14- Die ersten Restaurierungsarbeiten

Mittwoch, den 28.9.2011
(Alex Springer)


Die ersten Restaurierungsarbeiten und ein weiterer Brunnen

Nach einer langen Nacht, die ein paar Zwischenbiere und einen Becher kambodschanischem Rum gemischt mit String (Strawberry Juice) enthalten hat und relativ wenig Schlaf, ging es diesen Morgen wieder einmal früh raus. Mit an Board waren heute Carolina und Josh. Beide wollten sich gerne mal unser Projekt anschauen. Zudem führt die Busverbindung nach Phnom Penh an Domdek vorbei, unserem letzten größeren Dorf vor Preksromot.

Ankunft in Preksromot.
Ausgerüstet mit Handschuhen, festen Schuhwerk, Wasserwaage und Zange begaben wir uns auf den Weg zum Café.
Damit unsere europäischen Besucher sicher die Sanitäranlagen benutzen und ein kühles Getränk genießen können, beschlossen wir zu allererst den Boden an manchen Stellen zu erneuern. Das Holz wurde mit einem Boot vom Bürgermeister geholt, wo es am Tag zuvor vor Diebstahl geschützt gelagert wurde.

Wir haben begonnen, im vorderen Bereich neue Querbalken zu verlegen. Das Holz war so durchnässt und vermodert, dass man (wir, die Europäer) zu jeder Zeit das Gefühl hatte gleich im nassen zu landen. Dabei haben wir tatkräftige Unterstützung von unseren beiden ersten Besuchern, Caro und Josh, erhalten.
Nach erfolgreicher Anbringung der Sparren gab es beim Zuschneiden der Fußbodenbretter die ein oder andere Diskussion, wieso man so schief gesägt hat?.

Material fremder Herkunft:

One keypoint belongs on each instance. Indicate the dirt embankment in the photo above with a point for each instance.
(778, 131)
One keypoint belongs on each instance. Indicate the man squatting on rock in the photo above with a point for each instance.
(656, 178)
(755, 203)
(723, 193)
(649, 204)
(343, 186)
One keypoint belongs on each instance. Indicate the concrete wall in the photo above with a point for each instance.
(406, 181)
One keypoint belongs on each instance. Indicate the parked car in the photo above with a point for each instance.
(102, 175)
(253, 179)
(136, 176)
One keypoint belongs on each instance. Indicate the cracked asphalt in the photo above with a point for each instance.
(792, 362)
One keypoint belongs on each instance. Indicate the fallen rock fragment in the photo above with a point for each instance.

Nach dem dritten Brett haben wir dann feststellen müssen, dass es nicht an der Herkunft (deutsche und russische Sägetechnik) liegt. Aber wie pflegt man zu sagen: Wenn sich zwei streiten, dann lacht meistens der dritte.

Nachdem alle Bretter ersetzt wurden sind, begannen wir das Dach im vorderen Terrassenbereich abzunehmen um es dann am nächsten Tag neu einzudecken.

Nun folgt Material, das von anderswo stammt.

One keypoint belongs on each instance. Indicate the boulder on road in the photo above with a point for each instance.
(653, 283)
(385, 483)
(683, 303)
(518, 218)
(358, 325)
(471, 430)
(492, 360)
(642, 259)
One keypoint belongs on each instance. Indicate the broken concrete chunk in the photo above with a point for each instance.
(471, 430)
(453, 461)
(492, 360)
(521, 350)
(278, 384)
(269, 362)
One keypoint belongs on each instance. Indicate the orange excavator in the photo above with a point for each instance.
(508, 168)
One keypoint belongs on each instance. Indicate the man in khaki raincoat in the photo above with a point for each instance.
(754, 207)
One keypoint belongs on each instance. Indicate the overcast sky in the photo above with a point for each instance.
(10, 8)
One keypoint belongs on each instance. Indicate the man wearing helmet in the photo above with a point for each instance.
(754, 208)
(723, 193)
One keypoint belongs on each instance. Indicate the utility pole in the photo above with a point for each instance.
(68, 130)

Auf dem Rückweg nach Siem Reap beschlossen, wir erneut im Dorf Travkhit anzuhalten, um das weitere Vorgehen für drei neue Brunnen abzustimmen. Nach freundlichem Empfang durch den Bürgermeister führte er uns direkt zu den neuen Brunnenplätzen. Nach kurzem Fußweg durch Sumpf, Schlamm und zwischen den Hütten der Bewohner, zeigte uns der Bürgermeister den neuen Standort.
Die Entscheidung für die Bohrungen erfolgte direkt vor Ort. Nach einigen Telefonaten konnte Herr Chantol zwei Brunnenbauer zur Bestandsaufnahme für den nächsten Tag organisieren.

Ein weiterer Erfolg für unser Projekt.

Wie jeden Abend, erholten wir uns im Pool und genossen das Leckere an der Straße inklusive regelmäßiger Abkühlung des unteren Beinbereiches.